4 Maggio 2012
Swanlights, Antony and the Johnsons with Symphony Orchestra, commissioned by The Museum of Modern
Se negli anni Novanta un artista era cool quando dichiarava nel proprio curriculum almeno due città di residenza (possibilmente agli antipodi del globo), oggi al pedigree cosmopolita non si fa quasi più caso, mentre si stanno moltiplicando gli intellettual-creativi con doppia o tripla competenza, tipo artista e architetto, designer e musicista, etc. Ora che il mondo iperconnesso è alla portata di tutti, la commistione tra i saperi è la nuova frontiera.
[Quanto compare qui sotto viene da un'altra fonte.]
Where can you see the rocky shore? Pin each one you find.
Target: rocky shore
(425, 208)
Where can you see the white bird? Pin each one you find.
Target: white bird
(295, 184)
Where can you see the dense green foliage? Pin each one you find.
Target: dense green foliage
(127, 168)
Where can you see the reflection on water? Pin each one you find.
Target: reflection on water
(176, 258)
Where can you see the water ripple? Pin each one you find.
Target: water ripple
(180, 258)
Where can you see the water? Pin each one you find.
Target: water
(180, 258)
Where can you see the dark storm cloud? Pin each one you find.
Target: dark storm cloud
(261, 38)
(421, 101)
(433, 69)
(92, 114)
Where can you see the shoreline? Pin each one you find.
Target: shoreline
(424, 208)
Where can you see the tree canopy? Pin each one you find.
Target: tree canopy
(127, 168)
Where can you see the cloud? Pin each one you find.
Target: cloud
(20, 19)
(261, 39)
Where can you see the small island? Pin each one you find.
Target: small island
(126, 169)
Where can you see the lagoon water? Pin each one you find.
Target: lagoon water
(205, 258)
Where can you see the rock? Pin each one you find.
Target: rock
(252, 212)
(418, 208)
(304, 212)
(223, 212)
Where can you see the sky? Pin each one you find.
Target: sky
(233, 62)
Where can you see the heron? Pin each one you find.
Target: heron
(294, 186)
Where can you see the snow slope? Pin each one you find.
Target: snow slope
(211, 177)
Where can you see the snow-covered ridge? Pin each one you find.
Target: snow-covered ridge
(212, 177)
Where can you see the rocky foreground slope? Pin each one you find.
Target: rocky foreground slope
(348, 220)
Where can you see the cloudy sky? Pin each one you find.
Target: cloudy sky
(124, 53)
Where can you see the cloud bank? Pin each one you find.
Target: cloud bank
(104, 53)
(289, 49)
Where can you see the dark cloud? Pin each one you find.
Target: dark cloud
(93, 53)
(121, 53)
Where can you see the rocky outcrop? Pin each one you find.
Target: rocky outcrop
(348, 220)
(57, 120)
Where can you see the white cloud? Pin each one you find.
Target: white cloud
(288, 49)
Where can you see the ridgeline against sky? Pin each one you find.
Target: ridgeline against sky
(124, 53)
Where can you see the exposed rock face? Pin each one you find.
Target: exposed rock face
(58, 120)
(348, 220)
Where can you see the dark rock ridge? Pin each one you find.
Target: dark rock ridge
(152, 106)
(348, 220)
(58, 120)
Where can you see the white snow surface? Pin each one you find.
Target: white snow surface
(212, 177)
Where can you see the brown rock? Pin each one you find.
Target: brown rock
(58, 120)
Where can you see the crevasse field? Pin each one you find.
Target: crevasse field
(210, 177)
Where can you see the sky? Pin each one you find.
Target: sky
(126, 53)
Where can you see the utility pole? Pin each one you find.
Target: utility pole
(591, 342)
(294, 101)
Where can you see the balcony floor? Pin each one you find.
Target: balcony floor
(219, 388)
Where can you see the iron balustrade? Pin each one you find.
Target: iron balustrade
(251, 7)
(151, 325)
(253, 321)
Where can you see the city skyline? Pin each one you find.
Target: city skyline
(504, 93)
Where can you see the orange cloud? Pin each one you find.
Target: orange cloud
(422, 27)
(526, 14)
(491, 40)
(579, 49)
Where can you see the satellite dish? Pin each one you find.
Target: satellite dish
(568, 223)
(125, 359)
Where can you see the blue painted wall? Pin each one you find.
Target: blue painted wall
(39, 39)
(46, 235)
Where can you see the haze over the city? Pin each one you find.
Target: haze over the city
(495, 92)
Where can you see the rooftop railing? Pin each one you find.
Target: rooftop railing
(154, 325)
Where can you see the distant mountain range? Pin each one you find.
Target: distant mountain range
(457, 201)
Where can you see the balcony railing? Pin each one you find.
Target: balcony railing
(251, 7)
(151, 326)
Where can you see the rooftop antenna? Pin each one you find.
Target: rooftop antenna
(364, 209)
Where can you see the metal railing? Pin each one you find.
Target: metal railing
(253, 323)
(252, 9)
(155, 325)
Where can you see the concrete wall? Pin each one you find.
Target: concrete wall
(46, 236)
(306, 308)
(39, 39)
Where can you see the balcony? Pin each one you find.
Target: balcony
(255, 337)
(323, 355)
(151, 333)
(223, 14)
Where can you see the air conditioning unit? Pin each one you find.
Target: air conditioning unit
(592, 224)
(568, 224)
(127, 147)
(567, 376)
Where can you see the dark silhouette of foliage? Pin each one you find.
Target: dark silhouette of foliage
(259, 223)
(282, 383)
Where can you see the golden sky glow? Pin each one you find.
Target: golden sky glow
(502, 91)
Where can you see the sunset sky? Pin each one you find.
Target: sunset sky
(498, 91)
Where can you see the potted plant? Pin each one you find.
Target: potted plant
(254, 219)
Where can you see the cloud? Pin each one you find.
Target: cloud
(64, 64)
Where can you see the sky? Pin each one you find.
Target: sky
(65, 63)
Dopo tanta teoria sulla contaminazione culturale, anche l’artworld sta (ri)cominciando a desiderare unioni con altre discipline. Sicuramente le nuove generazioni, educate all’ibridazione della Rete, non sanno che farsene dell’autonomia dell’arte. Ma i segnali si moltiplicano anche a livello istituzionale. Per esempio, la programmazione del MoMA/PS1, firmata Klaus Biesenbach, con esperimenti come la retrospettiva dei Kraftwerk. O il Palais de Tokyo, che riparte dopo mesi di lavori con un assetto multimediale. E, ancora, la summer school “all’insegna dell’interdisciplinarietà” del Castello di Rivoli. Una nuova energia creativa si sta liberando. This is Tomorrow. Come diceva il gruppo di architetti, artisti, musicisti e designer che, nel 1956, metteva insieme l’omonima mostra alla Whitechapel.